Step 2. The Demonstration
These are your testimonials; the place where your pitchmen "taste the food and then tell people what they think," says Dave. If your pitchmen aren't using the benefit already, give them a test drive. Then send them out with their reviews to discussion groups, team huddles, lunches, after-work events; anywhere they can tell their stories and create buzz.
Step 3. "Act Now!"
This is your call-to-action. A benefits-related CTA doesn't have to get people to immediately use the product, says Dave. What you want is to get people to feel connected; call this number; click this button. He recalls a really successful mailer that gave people a benefits info card to tear off and put in their wallets for reference when needed. It's a great example of knowing what you want people to do and being specific, he says.
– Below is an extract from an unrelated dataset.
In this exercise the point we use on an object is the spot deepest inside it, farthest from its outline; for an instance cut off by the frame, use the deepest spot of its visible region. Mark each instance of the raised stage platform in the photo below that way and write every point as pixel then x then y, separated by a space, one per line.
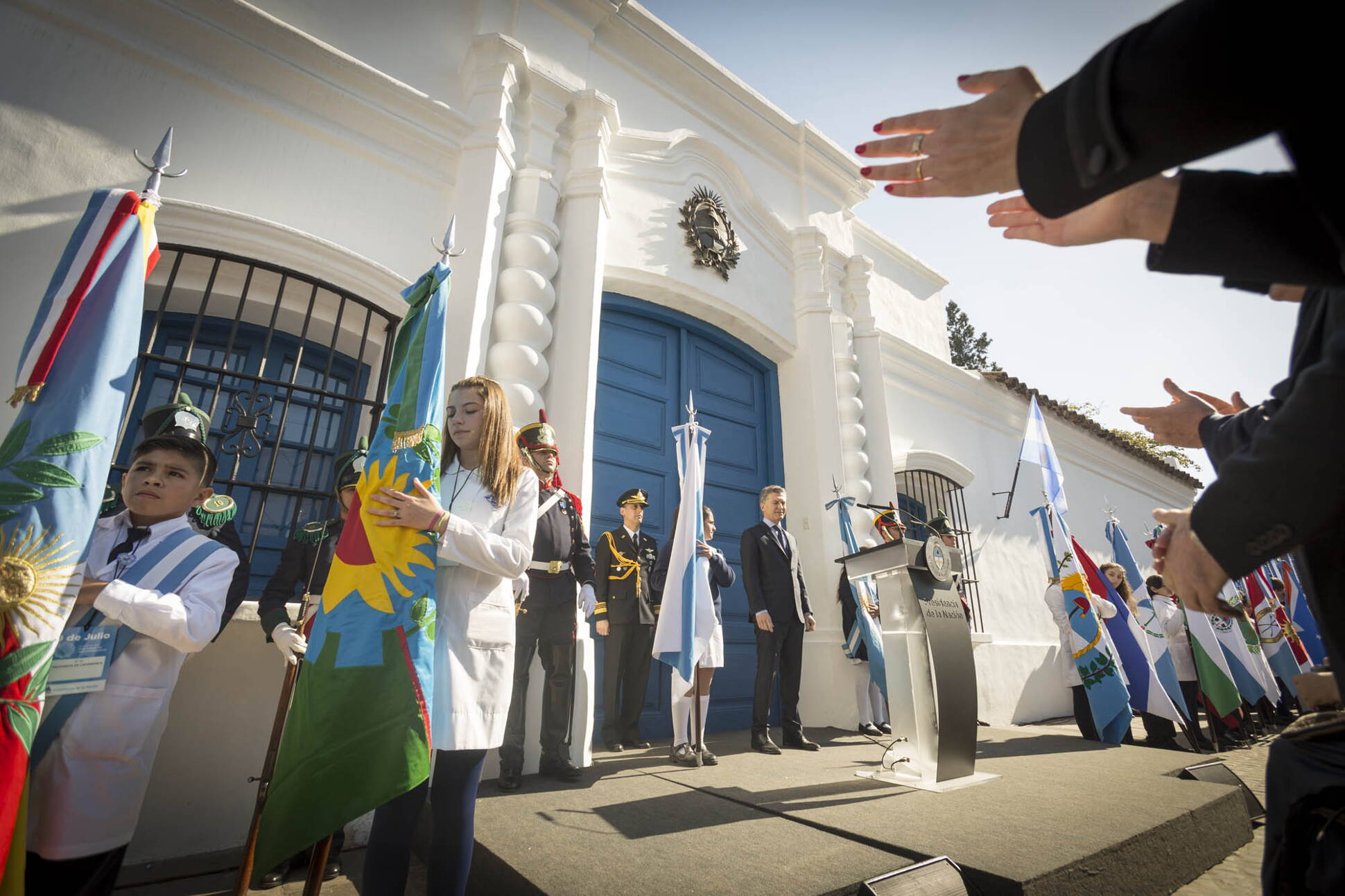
pixel 1066 816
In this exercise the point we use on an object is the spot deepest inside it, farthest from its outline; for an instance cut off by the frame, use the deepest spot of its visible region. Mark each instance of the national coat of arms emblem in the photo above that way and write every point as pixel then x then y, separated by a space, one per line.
pixel 709 233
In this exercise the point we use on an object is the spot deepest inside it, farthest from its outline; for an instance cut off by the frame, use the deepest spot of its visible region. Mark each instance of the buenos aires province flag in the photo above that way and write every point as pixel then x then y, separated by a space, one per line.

Twice the Usage with One Program!How effective is the approach? Dave recalls one company's benefits marketing program that doubled its benefits usage in a five-month period. Cue the Ginsu man: That's twice the amount of usage with one incredibly effective program!
Like any good infomercial, your promotion can't be a one-time deal; it needs to be ongoing, like a musical earworm.
And the above is only one approach. Because wait...there's more! We'll be talking to Dave about other strategies down the road.
The point is, "If you want people to benefit from your programs, you want utilization," he says. "And marketing employee benefits is the step that's often missed."